The last few decades were characterized by establishing the limits of outcomes of liver directed therapies for HCC. Recent therapeutic advances exploiting molecular biological pathways have created new vistas in our collective approaches towards this disease. Certain distinct clinical scenario will remain the focus of future endeavors such as recurrence and cancer prevention. Tumor recurrences are a major drawback in patients with very early and early stages HCC submitted to ablative therapies or resection. Effective preventive agents in the form of better ablative technologies or combined loco-regional and systemic therapies are needed given the projected increase in patients at risk for developing HCC. Irreversible electroporation (IRE) is a new ablative therapy that increases cell membrane permeability by changing the transmembrane potential and subsequently disrupts the lipid bilayer integrity resulting in cell death [65, 66]. Currently there is one IRE system available on the market. Similarly to an RFA system, this system consists of two major components: a generator that delivers energy of up to 3000 V and a needle-like electrical probe. Compared with other available ablative technologies, this technology can create a sharper boundary between the treated and untreated area in vivo within microsecond or milliseconds; moreover, because it is a non-thermal technique, issues associated with perfusion-mediated tissue cooling or heating are not relevant.

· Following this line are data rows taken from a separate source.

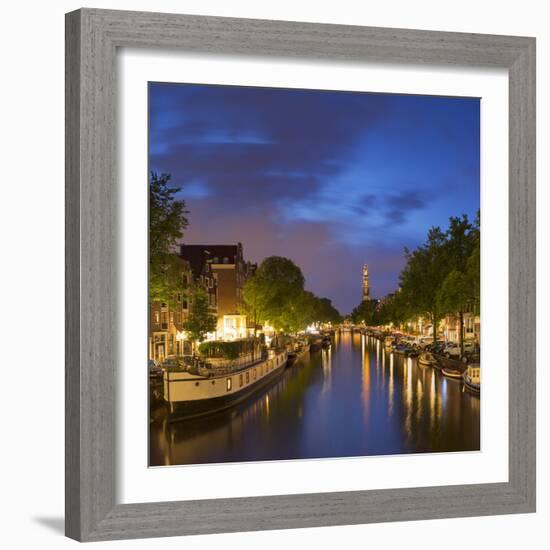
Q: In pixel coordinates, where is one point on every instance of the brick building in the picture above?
(230, 272)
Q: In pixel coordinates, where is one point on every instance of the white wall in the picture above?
(31, 493)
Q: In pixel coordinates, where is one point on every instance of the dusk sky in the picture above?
(332, 180)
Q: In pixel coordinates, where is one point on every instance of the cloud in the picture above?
(332, 180)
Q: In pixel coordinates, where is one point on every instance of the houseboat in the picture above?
(297, 353)
(427, 359)
(219, 384)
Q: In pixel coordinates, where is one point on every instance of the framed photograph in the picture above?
(291, 251)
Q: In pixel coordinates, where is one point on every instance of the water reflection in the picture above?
(354, 399)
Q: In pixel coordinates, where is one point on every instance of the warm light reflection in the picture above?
(390, 387)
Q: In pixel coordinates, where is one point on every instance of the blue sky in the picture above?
(331, 180)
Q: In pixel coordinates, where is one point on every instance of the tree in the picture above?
(424, 273)
(272, 290)
(199, 321)
(461, 285)
(252, 301)
(166, 224)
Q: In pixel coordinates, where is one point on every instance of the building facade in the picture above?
(230, 271)
(166, 319)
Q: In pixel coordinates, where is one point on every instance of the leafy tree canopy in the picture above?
(166, 224)
(199, 321)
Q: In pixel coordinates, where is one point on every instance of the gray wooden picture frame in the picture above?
(92, 39)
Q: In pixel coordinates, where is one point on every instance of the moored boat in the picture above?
(192, 393)
(427, 359)
(451, 372)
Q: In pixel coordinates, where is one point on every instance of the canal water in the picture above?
(354, 399)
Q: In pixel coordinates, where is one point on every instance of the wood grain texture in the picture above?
(92, 37)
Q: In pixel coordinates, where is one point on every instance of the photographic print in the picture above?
(314, 274)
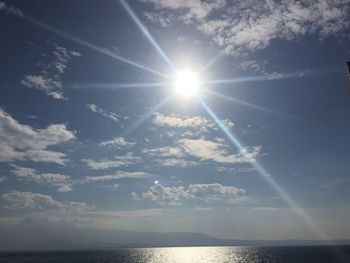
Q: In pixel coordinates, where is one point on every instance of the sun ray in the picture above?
(248, 104)
(89, 45)
(144, 117)
(268, 178)
(146, 33)
(211, 62)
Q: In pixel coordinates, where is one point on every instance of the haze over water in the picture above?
(191, 255)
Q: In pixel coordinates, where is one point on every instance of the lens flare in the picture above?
(186, 83)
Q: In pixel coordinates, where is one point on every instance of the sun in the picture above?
(186, 83)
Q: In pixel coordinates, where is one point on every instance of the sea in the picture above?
(307, 254)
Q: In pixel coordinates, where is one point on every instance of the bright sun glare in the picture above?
(186, 83)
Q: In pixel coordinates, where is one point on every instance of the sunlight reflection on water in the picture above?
(197, 254)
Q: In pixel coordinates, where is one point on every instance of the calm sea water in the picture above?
(190, 255)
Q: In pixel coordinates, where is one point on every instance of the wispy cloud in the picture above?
(23, 142)
(116, 162)
(116, 176)
(108, 114)
(30, 200)
(117, 142)
(217, 151)
(204, 192)
(253, 24)
(49, 80)
(178, 121)
(62, 182)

Preclinical investigations [67] focused on HCC have demonstrated the great potential of this technology for targeted ablation of HCC and have prompted its clinical evaluation.

Light-activated drug therapy uses light-emitting diodes to activate talaporfin sodium, a small molecule synthesized from a chlorophyll derivate that has the ability to concentrate within the tumors when administered intravenously and activated by placing a percutaneous light emitter intratumorally under imaging guidance. Talaporfin is capable of absorbing long-wavelength light, resulting in singlet oxygen that causes apoptotic cell death through oxidation and permanent tumor vessel occlusion. Preclinical animal studies suggested that the production of large apoptotic masses in tumor with light-activated drug therapy yields tumor-specific clones of CD8+ T cells which infiltrate distant, untreated tumors. A phase III clinical trial is currently assessing the use of talaporfin for HCC.

In patients with advanced-stage HCC, future research will hopefully better delineate the indications for TACE and TARE, either in the form of isolated therapy or combined with sorafenib with possible improvements in slowing disease progression. Finally, advances in molecular cell biology will identify new therapeutic strategies for patients with advanced-stage HCC. For these advances to take place, a multidisciplinary continuous clinical and experimental research is vital.